Ambas as imagens foram produzidas em um microscópio óptico confocal de resolução aumentada do Instituto Nacional de Ciência e Tecnologia de Fotônica Aplicada à Biologia Celular (Infabic), criado me- diante uma parceria entre o Instituto de Física “Gleb Wataghin” (IFGW) e o Instituto de Biologia (IB) da Unicamp. O equipamento, disponível para uso da comunidade em geral, possui uma tecnologia chamada Airyscan, que permite a obtenção de micrografias com ganho de resolução. Isso possibilita, em um segundo momento, uma melhor segmentação de organelas de interesse, facilitando a análise e quantificação das estruturas estudadas.
Teófilo obteve as imagens vencedoras com o objetivo de estudar a morfologia mitocondrial por meio de técnicas de resolução aumentada, visando a sua aplicação didática em um curso de análise e processamento de imagens de microscopia durante o Workshop Teórico-Prático do Infabic. Essas micrografias costumam ser processadas com ajuste de aspectos como brilho, contraste e escolha das cores-fantasia, para facilitar a compreensão das estruturas ali presentes. No caso da asa da borboleta, por exemplo, foi preciso adquirir uma sequência de 240 imagens com um espaçamento de 717 micrômetros, unidade de medida que equivale a um milionésimo do metro, e sobrepô-las para que adquirissem o seu efeito tridimensional.

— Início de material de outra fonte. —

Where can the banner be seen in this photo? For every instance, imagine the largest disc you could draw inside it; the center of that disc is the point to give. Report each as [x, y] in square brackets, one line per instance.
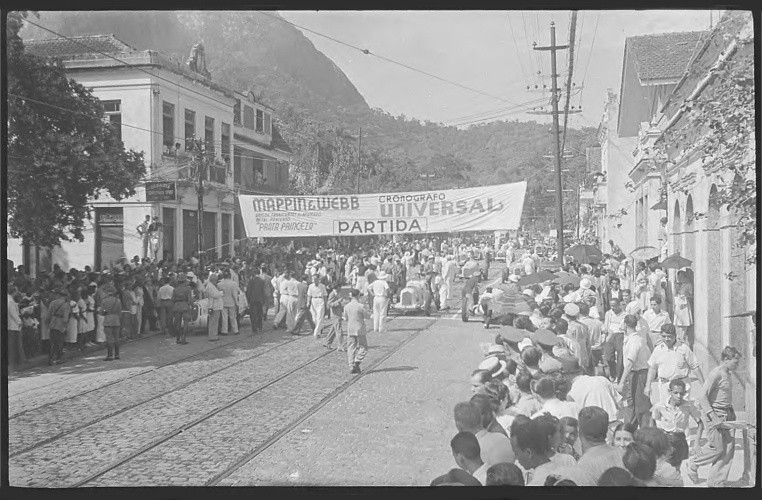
[486, 208]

Uma característica interessante dessa fotografia da asa é a sua fluorescência natural. Geralmente, quando uma célula ou um tecido é examinado no microscópio, os cientistas acrescentam um marcador fluorescente para ressaltar a parte que desejam examinar – o que foi feito na imagem do endotélio bovino. Mas as asas das borboletas possuem revestimento de quitina, um polissacarídeo que compõe o exoesqueleto de artrópodes e que já possui a sua própria fluorescência, eliminando a necessidade de acrescentar o marcador.
“A asinha da borboleta é muito didática porque a quitina basta. Eu a escolhi porque o objetivo era pegar um material autofluorescente, fazer algo tridimensional e ter um exemplo para ensinar como usar o programa em imagens com mais dimensões”, revela Teófilo, ressaltando que, apesar da beleza, o mais importante é que as micrografias passem a informação correta. “Essas imagens precisam ser reprodutíveis, temos que tomar bastante cuidado com o rigor no tratamento para que não acabemos omitindo algo ou prejudicando a análise. Principalmente na biologia celular, um campo muitas vezes abstrato, em que a visualização dessas estruturas ajuda no entendimento dos processos biológicos”, revela o cientista.